La proposta prevede un maggiore coinvolgimento finanziario e operativo dell’Unione europea, ma non è stata formalmente approvata durante la riunione di oggi: nelle conclusioni ufficiali non compare infatti un impegno specifico ma viene indicata più genericamente la necessità di rafforzare i rimpatri, collaborare con i Paesi terzi e valutare nuovi strumenti per la gestione delle frontiere.

Anche altri governi hanno avanzato richieste più restrittive. La Danimarca ha chiesto maggiori finanziamenti europei per la sicurezza delle frontiere, mentre la Grecia ha proposto un meccanismo europeo di emergenza che permetta di accelerare le procedure e, in circostanze eccezionali, sospendere temporaneamente la registrazione delle domande d’asilo in presenza di arrivi improvvisi e su larga scala. Si tratta, anche in questi casi, di proposte che dovranno essere discusse nei successivi appuntamenti europei.

Resta lo scontro tra Spagna e Italia

Per il commissario Brunner, la crisi di Ceuta è stata una sorta di ‘test’ per la sicurezza delle frontiere dell’Unione, test da lui definito “ampiamente superato”. Ma il clima di (ritrovata) solidarietà non ha eliminato le tensioni tra Madrid e Roma.
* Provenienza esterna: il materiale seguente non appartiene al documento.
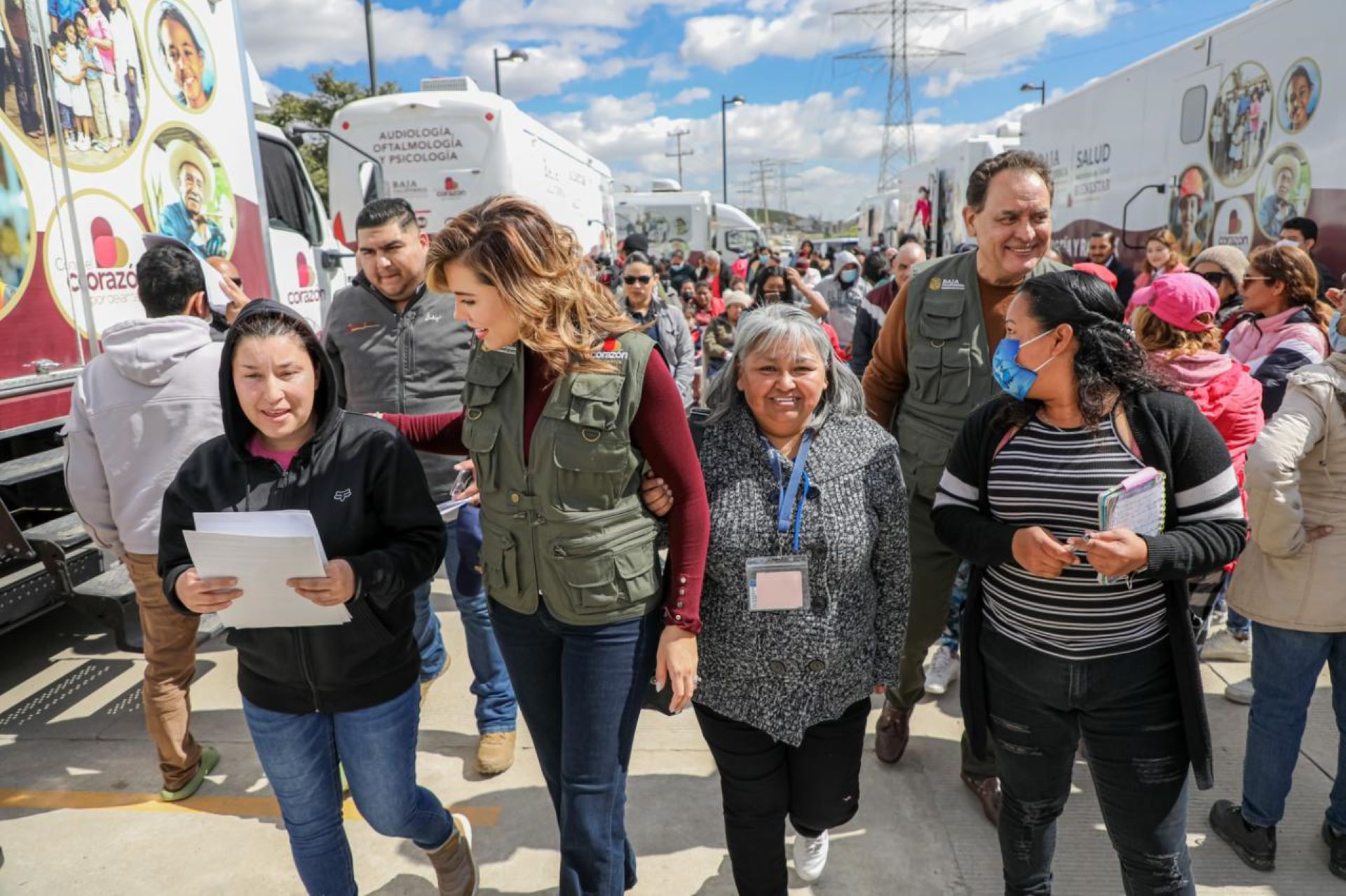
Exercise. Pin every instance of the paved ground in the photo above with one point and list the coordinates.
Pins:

Piantedosi ha smussato i toni, affermando che “nonostante le recenti uscite polemiche, va comunque espressa piena solidarietà alla Spagna” e che “l’Italia ha già detto di essere pronta a offrire il proprio supporto”.

Il governo Sanchez continua tuttavia a considerare “inutile e sproporzionata” la decisione italiana di ripristinare temporaneamente i controlli alle frontiere aeree e marittime tra i due Paesi. Grande-Marlaska ha chiesto che la misura venga ritirata, sostenendo che non esiste alcun rischio di movimenti secondari.

Piantedosi ha invece difeso la necessità di adottare misure preventive e ha chiesto all’Ue di smettere di “rincorrere le emergenze”, concentrandosi sul blocco delle partenze, sui rimpatri e sulla condizionalità nei rapporti con i Paesi che non collaborano. La Commissione verificherà che i controlli italiani restino proporzionati e limitati nel tempo.